Eine der Grundlagen für gelingende Pastoral ist eine gute Ausbildung der Seelsorger. Der Fuldaer Bischof Michael Gerber, Vorsitzender der Kommission für pastorale Dienste, betonte, dass sich auf Bundesebene alle pastoralen Berufsgruppen auf einen gemeinsamen Prozess verständigt hätten, der erstmals gemeinsame Ausbildungsstandards für alle pastoralen Berufsgruppen formulieren soll. Er erinnerte auch daran, dass sich der Prozess zur Neuordnung der Priesterausbildung, das Synodalforum "Priesterliche Existenz heute" und die eine DBK-Arbeitsgruppe intensiv mit der Priesterausbildung befassten. Maßgebend sei dabei die Orientierung am Kandidaten.

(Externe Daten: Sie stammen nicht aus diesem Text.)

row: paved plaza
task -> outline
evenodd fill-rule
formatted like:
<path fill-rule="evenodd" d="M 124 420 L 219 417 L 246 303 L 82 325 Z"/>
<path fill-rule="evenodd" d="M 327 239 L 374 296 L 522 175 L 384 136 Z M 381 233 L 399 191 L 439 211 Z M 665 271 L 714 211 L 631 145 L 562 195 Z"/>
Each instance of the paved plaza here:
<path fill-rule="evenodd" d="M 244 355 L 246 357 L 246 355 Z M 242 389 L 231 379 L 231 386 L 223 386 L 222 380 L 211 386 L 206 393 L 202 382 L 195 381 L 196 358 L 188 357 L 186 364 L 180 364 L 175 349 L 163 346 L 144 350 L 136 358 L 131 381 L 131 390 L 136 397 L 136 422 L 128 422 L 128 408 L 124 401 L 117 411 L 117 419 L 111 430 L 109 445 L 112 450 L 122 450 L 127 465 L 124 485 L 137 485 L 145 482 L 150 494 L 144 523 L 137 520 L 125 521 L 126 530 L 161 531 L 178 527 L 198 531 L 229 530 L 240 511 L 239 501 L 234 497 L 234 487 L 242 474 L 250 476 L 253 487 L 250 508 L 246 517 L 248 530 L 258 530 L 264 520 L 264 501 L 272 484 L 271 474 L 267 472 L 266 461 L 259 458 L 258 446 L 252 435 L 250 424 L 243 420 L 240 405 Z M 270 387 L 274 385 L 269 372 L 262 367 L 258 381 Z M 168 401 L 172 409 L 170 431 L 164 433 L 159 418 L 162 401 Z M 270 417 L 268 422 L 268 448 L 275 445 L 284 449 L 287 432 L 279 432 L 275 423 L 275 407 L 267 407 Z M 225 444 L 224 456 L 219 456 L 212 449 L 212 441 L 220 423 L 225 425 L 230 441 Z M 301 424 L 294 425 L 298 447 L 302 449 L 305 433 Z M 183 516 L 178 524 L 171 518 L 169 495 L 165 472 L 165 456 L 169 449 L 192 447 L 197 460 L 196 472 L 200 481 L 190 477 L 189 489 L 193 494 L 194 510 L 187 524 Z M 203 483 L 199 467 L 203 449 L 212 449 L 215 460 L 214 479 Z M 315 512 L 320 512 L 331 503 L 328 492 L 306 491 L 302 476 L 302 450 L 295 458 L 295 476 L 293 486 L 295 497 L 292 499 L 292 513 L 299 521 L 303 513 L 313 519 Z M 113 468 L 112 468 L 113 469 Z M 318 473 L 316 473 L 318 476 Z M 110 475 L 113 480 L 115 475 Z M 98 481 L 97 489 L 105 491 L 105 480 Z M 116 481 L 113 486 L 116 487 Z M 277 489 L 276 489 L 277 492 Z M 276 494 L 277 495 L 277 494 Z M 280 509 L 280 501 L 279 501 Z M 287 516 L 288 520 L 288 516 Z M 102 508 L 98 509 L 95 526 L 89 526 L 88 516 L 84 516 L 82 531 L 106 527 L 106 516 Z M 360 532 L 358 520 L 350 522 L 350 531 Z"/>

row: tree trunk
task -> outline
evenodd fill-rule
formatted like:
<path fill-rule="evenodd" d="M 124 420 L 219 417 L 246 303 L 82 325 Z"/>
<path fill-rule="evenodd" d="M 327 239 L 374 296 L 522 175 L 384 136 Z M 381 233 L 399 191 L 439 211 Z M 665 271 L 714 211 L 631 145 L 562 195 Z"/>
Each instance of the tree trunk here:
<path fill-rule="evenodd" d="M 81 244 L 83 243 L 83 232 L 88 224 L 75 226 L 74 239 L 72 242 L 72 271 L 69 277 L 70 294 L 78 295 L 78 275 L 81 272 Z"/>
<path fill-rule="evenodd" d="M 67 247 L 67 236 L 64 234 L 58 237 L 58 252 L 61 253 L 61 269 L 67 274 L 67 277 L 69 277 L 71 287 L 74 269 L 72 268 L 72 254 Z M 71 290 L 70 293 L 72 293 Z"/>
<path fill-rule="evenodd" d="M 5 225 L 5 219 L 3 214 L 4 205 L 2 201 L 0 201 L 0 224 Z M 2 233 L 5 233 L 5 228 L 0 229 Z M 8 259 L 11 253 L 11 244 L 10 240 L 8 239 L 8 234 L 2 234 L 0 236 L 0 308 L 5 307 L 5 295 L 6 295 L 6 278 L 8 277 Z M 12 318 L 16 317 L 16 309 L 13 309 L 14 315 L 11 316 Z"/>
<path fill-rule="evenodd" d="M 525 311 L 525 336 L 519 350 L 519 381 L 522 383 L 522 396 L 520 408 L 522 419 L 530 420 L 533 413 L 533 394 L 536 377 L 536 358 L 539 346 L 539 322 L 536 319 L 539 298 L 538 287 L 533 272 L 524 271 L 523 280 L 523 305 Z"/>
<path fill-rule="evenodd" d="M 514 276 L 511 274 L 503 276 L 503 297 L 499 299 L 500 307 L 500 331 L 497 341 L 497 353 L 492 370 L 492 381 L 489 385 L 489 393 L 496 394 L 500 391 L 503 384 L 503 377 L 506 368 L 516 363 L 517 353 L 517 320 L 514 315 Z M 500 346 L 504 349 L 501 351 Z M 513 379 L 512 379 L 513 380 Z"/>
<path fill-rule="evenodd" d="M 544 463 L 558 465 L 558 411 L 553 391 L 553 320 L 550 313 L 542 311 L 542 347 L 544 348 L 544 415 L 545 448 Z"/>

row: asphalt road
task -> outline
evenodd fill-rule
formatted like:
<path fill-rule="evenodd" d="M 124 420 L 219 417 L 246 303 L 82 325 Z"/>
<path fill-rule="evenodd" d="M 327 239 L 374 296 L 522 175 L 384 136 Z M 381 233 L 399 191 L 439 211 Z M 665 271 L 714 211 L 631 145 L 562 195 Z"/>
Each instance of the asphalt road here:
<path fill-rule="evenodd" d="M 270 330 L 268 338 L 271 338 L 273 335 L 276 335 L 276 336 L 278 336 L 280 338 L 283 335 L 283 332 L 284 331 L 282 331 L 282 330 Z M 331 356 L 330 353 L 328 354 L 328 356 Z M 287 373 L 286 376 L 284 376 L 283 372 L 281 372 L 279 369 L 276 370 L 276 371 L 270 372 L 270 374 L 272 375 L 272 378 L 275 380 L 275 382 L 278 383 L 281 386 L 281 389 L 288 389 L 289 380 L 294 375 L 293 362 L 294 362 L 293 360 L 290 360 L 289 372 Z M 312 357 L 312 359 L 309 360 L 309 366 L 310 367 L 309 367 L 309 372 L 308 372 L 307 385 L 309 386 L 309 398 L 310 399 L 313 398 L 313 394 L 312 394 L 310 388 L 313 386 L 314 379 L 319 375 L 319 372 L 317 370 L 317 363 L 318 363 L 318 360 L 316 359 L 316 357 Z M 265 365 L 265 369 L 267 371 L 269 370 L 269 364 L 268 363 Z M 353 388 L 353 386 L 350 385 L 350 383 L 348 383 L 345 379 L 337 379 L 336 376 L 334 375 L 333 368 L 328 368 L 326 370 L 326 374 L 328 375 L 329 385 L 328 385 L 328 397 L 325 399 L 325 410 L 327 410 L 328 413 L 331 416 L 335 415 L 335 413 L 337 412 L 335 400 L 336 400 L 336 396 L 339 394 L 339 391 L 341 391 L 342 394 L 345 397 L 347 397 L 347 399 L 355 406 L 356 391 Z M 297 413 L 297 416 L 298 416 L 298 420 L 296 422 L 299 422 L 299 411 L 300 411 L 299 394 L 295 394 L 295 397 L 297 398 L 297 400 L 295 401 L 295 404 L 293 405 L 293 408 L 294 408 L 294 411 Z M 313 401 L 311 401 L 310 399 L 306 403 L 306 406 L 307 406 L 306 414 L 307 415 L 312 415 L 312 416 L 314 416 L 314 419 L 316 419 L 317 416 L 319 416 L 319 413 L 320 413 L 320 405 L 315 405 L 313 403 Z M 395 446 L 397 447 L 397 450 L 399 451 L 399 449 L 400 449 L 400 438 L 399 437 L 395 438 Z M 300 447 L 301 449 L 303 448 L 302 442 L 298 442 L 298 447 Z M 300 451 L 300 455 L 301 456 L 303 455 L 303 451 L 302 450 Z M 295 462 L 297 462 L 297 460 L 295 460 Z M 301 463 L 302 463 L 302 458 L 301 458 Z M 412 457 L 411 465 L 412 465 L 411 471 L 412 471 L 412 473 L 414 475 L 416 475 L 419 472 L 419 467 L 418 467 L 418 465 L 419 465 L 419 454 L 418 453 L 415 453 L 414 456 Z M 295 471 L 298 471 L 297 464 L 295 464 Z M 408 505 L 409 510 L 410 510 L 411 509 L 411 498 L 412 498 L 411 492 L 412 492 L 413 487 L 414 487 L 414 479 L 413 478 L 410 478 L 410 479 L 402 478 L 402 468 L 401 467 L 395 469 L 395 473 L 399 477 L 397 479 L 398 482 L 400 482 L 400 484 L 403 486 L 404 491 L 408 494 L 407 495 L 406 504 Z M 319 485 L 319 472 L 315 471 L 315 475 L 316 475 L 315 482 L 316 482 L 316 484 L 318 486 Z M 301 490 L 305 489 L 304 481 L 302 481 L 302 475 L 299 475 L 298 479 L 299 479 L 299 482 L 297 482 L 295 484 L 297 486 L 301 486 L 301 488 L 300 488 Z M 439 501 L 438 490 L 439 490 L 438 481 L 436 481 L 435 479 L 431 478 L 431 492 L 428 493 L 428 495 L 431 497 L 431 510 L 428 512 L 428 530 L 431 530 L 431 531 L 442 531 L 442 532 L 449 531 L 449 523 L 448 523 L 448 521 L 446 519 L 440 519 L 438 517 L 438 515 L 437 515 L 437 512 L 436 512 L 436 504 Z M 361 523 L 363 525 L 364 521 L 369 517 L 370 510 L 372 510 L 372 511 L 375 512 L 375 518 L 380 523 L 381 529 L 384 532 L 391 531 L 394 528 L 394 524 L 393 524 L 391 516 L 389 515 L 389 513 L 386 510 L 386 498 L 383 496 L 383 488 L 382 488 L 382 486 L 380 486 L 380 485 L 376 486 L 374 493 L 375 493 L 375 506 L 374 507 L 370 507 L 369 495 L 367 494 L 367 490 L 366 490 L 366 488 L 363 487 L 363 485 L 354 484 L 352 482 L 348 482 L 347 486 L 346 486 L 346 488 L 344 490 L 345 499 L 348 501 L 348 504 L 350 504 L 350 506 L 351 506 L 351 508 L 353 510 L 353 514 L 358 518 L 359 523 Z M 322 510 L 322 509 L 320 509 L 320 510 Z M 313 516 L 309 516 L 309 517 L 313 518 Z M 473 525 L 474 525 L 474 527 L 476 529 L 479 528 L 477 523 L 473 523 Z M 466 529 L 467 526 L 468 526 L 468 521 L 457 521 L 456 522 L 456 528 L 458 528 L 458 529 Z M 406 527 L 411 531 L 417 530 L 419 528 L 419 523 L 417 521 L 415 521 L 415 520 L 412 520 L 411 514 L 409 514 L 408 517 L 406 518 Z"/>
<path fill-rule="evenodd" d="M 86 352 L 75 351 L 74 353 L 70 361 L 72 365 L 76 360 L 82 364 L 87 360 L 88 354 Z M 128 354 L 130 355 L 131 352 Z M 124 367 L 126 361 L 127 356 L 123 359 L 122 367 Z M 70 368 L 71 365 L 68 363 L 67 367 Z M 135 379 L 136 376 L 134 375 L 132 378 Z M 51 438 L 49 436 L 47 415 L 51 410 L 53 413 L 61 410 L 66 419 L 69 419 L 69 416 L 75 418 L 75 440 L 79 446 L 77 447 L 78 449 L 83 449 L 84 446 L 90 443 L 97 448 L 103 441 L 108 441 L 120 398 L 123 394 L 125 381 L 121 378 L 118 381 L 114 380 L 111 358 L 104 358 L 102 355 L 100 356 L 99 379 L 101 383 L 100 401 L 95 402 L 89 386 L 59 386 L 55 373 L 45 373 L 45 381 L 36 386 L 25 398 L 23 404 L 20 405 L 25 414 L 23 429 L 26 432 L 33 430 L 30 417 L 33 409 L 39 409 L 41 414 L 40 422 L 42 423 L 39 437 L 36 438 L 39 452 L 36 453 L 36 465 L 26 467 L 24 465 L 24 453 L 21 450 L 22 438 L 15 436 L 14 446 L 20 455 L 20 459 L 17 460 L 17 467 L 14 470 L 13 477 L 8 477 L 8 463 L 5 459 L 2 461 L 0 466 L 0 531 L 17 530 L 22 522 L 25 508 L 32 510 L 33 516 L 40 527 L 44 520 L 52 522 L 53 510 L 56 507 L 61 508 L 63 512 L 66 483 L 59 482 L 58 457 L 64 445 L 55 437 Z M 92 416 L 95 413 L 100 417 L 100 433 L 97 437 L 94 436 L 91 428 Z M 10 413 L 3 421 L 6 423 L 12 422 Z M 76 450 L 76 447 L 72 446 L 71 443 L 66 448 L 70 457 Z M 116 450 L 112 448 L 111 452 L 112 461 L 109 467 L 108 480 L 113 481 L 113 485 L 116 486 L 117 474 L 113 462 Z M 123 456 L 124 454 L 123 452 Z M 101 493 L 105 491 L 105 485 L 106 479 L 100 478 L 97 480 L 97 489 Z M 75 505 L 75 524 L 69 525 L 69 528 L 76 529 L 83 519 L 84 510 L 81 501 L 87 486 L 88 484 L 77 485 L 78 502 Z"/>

Immer wieder war bei der Vorstellung das Papiers davon die Rede, dass Seelsorge zu einer persönlichen Haltung werden müsse. "Seelsorge als Haltung erwächst aus und wächst mit der eigenen Berufung. Eine solche Seelsorge überfordert darum nicht und findet zu ihrem persönlichen Maß in der Orientierung am Leben Jesu, an seinen Worten und Taten", heißt es im Dokument. Kirchliche, katholische Seelsorge müsse, so heißt es ganz am Anfang des Wortes der Bischöfe, immer auch das Heilshandeln Jesu erfahrbar machen. Das ist – neben allen anderen wichtigen Aspekten – das, was zeitgemäße katholische Seelsorge ausmachen müsse und dessen sich die Seelsorger stets zu vergewissern hätten.